From Turn-Based Chatbots to Always-On Interaction
Thinking Machines, founded by former OpenAI CTO Mira Murati in 2025, is challenging the turn-based design that has defined mainstream AI so far. Today’s frontier systems typically process one complete user input, generate a full reply, and only then accept new information—an interaction style the company describes as a “collaboration bottleneck.” In that model, humans must wait for the system to finish before correcting, guiding, or adding context, making complex work feel more like sending tickets to a machine than collaborating with a partner. Murati’s team argues that interactivity must scale with intelligence: if models grow more capable but remain locked into slow, sequential exchanges, much of users’ tacit knowledge never reaches the AI. Their answer is a new class of real-time multimodal AI, called interaction models, built to treat conversation, audio, video, and text as a continuous shared stream, not a series of isolated turns.

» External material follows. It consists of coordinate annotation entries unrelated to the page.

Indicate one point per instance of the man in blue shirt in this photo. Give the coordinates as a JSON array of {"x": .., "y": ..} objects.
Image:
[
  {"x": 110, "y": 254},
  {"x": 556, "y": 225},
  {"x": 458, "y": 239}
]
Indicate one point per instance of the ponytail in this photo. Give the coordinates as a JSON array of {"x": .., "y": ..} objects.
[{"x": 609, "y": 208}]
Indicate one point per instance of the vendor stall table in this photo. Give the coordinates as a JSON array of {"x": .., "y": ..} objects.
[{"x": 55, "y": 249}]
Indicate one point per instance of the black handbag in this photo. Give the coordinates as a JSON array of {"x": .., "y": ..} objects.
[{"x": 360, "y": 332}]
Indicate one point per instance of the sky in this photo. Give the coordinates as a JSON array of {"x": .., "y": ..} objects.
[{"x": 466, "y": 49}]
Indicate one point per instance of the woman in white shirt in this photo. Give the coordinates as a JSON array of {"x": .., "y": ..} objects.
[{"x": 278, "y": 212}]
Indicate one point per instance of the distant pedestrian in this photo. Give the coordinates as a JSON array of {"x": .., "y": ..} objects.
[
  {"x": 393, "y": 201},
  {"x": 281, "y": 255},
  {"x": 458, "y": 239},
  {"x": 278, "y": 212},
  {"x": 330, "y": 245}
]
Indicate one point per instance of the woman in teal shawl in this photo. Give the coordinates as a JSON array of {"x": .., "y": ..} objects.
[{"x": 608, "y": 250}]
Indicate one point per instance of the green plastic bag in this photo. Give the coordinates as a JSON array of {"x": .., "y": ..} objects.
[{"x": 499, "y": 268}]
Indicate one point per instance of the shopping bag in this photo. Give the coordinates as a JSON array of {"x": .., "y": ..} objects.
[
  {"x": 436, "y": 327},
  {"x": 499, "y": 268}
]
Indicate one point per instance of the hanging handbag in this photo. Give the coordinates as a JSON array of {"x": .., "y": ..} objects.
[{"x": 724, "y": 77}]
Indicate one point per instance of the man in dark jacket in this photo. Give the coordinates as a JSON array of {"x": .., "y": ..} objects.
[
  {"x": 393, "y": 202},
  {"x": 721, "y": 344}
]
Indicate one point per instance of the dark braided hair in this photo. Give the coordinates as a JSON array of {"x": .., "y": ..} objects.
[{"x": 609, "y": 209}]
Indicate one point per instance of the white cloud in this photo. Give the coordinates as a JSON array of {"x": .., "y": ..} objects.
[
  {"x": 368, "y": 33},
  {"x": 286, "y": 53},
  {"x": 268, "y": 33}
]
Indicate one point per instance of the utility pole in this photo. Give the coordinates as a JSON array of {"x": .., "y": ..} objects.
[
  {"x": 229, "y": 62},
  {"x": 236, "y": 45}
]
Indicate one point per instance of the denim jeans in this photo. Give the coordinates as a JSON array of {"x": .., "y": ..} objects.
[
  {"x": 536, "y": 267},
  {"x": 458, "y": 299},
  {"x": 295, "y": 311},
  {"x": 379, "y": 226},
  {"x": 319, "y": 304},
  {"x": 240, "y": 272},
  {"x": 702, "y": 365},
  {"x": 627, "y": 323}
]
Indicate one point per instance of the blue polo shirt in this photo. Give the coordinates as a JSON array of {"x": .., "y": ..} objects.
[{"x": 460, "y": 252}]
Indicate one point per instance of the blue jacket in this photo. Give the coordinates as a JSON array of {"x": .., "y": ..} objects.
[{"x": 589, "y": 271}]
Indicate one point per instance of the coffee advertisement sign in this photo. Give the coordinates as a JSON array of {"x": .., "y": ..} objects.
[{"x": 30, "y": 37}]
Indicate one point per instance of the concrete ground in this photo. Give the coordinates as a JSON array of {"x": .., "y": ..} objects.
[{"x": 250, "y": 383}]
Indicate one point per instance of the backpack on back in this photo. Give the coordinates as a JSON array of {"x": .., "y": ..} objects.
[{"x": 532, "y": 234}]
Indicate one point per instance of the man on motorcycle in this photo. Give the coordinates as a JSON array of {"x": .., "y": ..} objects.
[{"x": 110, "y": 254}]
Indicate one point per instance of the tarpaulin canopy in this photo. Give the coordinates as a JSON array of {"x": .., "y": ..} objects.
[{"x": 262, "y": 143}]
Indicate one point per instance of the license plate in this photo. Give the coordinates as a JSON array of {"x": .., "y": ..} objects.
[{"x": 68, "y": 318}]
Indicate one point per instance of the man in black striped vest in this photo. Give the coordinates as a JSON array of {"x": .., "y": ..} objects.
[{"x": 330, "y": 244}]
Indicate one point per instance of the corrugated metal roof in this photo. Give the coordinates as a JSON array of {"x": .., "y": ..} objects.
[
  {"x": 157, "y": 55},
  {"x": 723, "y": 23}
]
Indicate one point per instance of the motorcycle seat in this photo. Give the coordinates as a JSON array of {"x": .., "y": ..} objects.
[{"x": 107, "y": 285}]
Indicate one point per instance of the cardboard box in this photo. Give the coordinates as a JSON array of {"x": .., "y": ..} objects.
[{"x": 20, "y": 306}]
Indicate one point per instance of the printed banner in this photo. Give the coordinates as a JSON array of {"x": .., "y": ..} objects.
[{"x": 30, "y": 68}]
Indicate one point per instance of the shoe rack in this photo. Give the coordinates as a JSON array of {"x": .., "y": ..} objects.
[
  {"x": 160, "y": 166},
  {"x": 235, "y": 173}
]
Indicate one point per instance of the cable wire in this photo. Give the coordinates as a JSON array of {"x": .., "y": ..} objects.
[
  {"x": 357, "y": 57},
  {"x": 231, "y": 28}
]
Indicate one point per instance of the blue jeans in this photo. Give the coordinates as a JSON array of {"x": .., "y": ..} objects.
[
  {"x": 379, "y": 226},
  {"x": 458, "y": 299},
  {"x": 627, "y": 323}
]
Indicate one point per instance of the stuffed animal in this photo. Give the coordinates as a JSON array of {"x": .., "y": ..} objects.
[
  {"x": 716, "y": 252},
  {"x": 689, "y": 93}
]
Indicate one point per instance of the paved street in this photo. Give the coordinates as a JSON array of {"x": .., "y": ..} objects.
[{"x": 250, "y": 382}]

Inside the 0.4-Second Low-Latency AI Response
The flagship TML-Interaction-Small model is engineered around a “micro-turn” architecture that targets fluid, near-human latency. Instead of waiting for full sentences or finished video clips, the system slices interaction into 200-millisecond chunks. Every slice, it ingests fresh audio and video while simultaneously generating its own output, creating the feel of a live counterpart that listens while it speaks. This design underpins its headline benchmark: a 0.40-second response time on FD-bench turn-taking tests, faster than OpenAI’s GPT-realtime-2.0 minimal and Google’s Gemini-3.1-flash-live-preview. Crucially, the model handles audio, video, and text natively within one transformer stack, rather than stitching together separate encoders. Audio arrives as dMel signals via a lightweight embedding layer, while images are decomposed into 40×40 patches through an hMLP, all co-trained to support continuous, low-latency AI response without external orchestration.
Real-Time Multimodal AI: Seeing, Counting, and Timing on the Fly
What distinguishes Thinking Machines’ voice interaction models is not only speed but how they use real-time audio video text processing to act proactively. Because the system is always watching and listening, it can react to visual changes without waiting for explicit prompts—counting push-up repetitions from a camera feed, tracking posture and noticing when a person slouches, or providing live sports-style commentary. Time awareness is built in, letting the model answer questions like how long a task took, or guide timed breathing exercises, based solely on its continuous stream of perception. Demos highlight translation where the AI overlaps speech rather than waiting for full sentences, enabling back-and-forth conversations that resemble talking to a bilingual colleague. For more complex reasoning that cannot be resolved within micro-turns, an asynchronous background model runs in parallel, while the interaction model keeps the conversation flowing and blends deeper results in as they arrive.
Mira Murati’s Vision Amid Talent Turbulence
The technical debut of interaction models also serves as a statement of intent for a young company that has already weathered high-profile departures. Half of Thinking Machines’ original six-person founding team reportedly left within its first year, including then-CTO Barret Zoph, who returned to OpenAI following controversy, while Meta is said to have hired away seven founding members after failing to acquire the startup. In response, Murati recruited PyTorch creator Soumith Chintala as CTO and continued to push a vision of AI collaboration where interface design is not an afterthought. Her background leading ChatGPT at OpenAI and briefly serving as interim CEO during that company’s leadership crisis lends weight to the effort. For now, TML-Interaction-Small is in research preview, with limited access promised for research partners in the coming months and a broader release targeted later this year, as the team works to scale the architecture to larger models without sacrificing responsiveness.